The afternoon ended with a medal presentation - each donor family received a gift box with medallions of appreciation.  My various families collectively lost two sons, two husbands, and a sister.  With a single exception, they all died of brain aneurisms, which makes me wonder if that’s the most common cause of death leading to organ transplant.  The one exception was one father’s son, one of twins, who at 17 was shot in the head.  This father seemed like he didn’t want to be there very much, but his sister (the boy’s aunt) very much did.  So I guess what helps one person grieve just makes it worse for another person.

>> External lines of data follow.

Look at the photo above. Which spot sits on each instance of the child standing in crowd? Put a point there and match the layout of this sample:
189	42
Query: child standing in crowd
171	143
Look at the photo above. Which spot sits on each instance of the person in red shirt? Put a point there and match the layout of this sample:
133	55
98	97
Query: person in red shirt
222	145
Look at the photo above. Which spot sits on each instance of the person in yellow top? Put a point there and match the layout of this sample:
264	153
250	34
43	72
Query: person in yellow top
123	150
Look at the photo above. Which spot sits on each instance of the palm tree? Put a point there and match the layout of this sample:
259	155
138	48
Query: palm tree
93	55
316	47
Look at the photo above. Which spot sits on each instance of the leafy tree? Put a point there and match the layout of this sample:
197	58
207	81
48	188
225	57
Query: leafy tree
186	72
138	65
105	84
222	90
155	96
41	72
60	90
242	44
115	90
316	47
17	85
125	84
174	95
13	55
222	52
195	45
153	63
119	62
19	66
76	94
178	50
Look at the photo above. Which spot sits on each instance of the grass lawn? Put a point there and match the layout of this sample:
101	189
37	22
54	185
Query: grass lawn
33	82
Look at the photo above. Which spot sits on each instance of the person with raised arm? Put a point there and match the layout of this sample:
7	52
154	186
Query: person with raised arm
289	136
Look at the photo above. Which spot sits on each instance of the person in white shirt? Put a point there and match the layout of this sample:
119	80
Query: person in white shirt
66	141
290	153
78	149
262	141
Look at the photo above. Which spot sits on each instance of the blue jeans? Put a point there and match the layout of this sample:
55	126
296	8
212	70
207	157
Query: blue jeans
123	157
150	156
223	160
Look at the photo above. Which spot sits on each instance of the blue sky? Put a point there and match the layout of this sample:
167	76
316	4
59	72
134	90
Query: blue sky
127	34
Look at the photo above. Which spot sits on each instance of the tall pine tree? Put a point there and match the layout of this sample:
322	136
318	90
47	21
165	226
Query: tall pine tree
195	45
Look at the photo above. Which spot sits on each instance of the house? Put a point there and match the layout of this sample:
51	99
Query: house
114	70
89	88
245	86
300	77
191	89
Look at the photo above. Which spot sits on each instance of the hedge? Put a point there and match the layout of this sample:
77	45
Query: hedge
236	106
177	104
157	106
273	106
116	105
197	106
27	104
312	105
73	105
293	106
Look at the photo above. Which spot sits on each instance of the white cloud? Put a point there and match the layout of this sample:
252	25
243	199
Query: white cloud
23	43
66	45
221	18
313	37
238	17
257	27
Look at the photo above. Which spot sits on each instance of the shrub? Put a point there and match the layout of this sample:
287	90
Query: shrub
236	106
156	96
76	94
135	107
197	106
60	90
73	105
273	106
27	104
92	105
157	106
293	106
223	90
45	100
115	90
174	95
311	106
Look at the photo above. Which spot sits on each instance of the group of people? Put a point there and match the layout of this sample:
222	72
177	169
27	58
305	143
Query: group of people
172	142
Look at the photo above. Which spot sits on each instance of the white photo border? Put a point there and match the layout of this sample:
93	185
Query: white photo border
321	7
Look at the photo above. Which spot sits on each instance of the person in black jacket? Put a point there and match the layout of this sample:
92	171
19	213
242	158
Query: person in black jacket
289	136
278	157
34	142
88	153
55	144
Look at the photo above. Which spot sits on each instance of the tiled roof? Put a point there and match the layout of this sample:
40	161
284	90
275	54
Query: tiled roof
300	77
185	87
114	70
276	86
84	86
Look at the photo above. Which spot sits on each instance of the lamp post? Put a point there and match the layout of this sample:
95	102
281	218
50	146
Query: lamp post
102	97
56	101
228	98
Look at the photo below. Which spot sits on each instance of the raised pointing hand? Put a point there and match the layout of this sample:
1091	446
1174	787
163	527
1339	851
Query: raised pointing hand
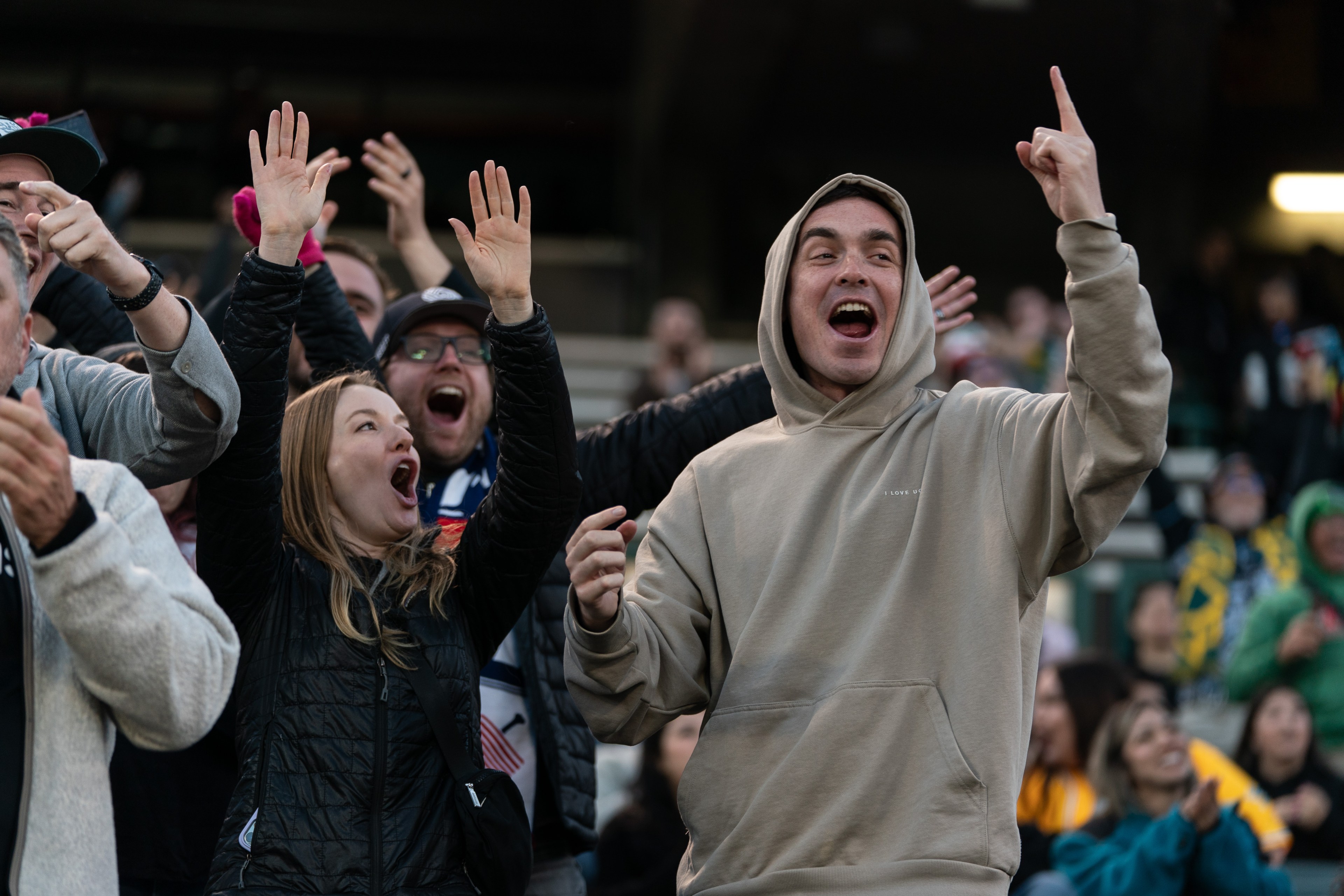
287	203
77	236
1065	162
500	254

I’d have liked to have a transplant doctor or surgeon speak - they’ve seen the vast amount of good transplant can do and rarely get to speak to or thank the donor families themselves!  They could also help deliver a message that needs to be stressed:  that though the hardest part is over, the journey as a donor family never ends.  You will always be an example of what it means to Do The Right Thing, true altruism in an age of true selfishness, and one of the best ways to honor your loved one is to push others to become registered donors, too.  For beating back the darkness is the task of all of us involved, flipping the story to the point where organs outnumber the need is the Olympus we must climb, yet can’t climb it individually.  It must be a team effort - donor families, recipients, doctors, and volunteers, all roped together.    

But perhaps this soapbox is best saved for another day.  I really just wanted to write to say thank you to the donor families - those who attended today and those who didn’t.  The families here in New York and the families in The Triangle, and the families all over the world.  


Today I was reminded that life goes on even after our passing, a life where our loved ones bravely soldier on, advocate for the next ones down the line, and almost without meaning to become survivors and heroes.